Then, on a vault level, the user chooses which type of secret they'd like to add to the vault (e.g. login, credit card, etc). This could be an unrestricted add, whereby any kind of secret can be added to the vault.

There's also the potential to incorporate vault schemas here as well, where we specify the specific set of secrets that we expect to be stored in a vault. This would be the same way that we do it in option 2 - only this time, we have rigid schemas for the secrets to be added.

For example, we could then have a vault schema for Matrix AI onboarding:

{
  "toggl": {
    "/secretschema": "login",
  },
  "zoho": {
    "/secretschema": "login",
  },
  "aws": {
    "/secretschema": "aws-credentials",
  },
}

And individual vaults can be created for each team member as deemed fit.

Sep 29 '21 07:09 joshuakarp

My perspective on these 3 options:

This doesn't make a huge amount of sense to me. Given that a big part of Polykey is being able to share vaults, we don't want to share an entire "database" of secrets. This would also mean that we'd need to create and share multiple vaults where we have different kinds of secrets (for example, onboarding an employee), and we'd likely have a conglomerate of vaults for lots of different purposes.
I don't feel like this is structured enough. There's too much flexibility for the user. That is, a user shouldn't have to think too much about the structure of the secrets that they need to store. We also have a repetition of structure, where we have username fields that don't share a common type. It also opens up the vault to consistency issues if we introduce optional fields. For example, we shouldn't be able to store a "username" secret without having a corresponding "password" secret. If the optional field setting is left to the user, we have potentially illogical storage.
This seems like the most balanced option to me, where we have a balanced degree of flexibility and structure. We no longer have consistency issues (like we do in option 2) because we have specific schemas for the secrets, and the vault can be as flexible or rigid as the user decides. This makes sense, given that users want to be able to share these vaults for different purposes.

Sep 29 '21 07:09 joshuakarp

Vault schemas can be nested.

{
  "dir1": {
    ...
  }
  "dir2": {
    ...
  }
}

We have to differentiate directories from files.
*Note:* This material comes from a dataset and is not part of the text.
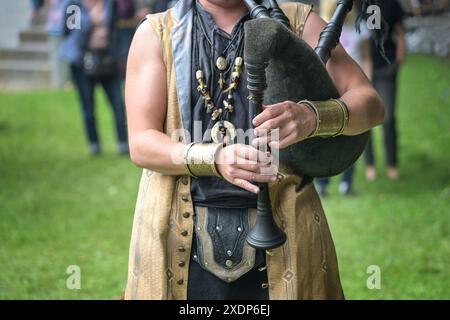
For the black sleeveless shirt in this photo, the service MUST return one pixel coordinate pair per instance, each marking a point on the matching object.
(213, 191)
Which could be done with the / since it is not allowed to be used in file names.

Sep 29 '21 07:09 CMCDragonkai

So this means a directory would also have its own vault schema applied to it? For example, we could have a vault schema which specifies some files and a directory, and this directory would specify another vault schema?

Sep 29 '21 23:09 joshuakarp

So I found some more discussion hidden away in a comment on one of the mock-ups: https://gitlab.com/MatrixAI/Engineering/Polykey/polykey-design/-/issues/40/designs/Vault_Schema.png?version=163940

Notably, the following example was given for a vault schema for storing a username and password inside a directory:

{
  "dirA": {
    "username": "text/plain",
    "password": "text/plain"
  }
}

This would create a vault with a directory structure like:

/dirA
/dirA/username
/dirA/password

But what if we want to have a vault that just has a username and password in the root directory (with no extra directory)? Then, the user needs to create a brand new schema for this:

{
  "username": "text/plain",
  "password": "text/plain",
}

There's an unnecessary duplication of data here. The "username" and "password" fields between the schemas don't have any relation to each other (they're just labels for a chunk of text). That is, there's no indication (besides the label) that they're both storing the same kind of secret. Similarly, the user now has 2 vault schemas to manage which are doing very similar things.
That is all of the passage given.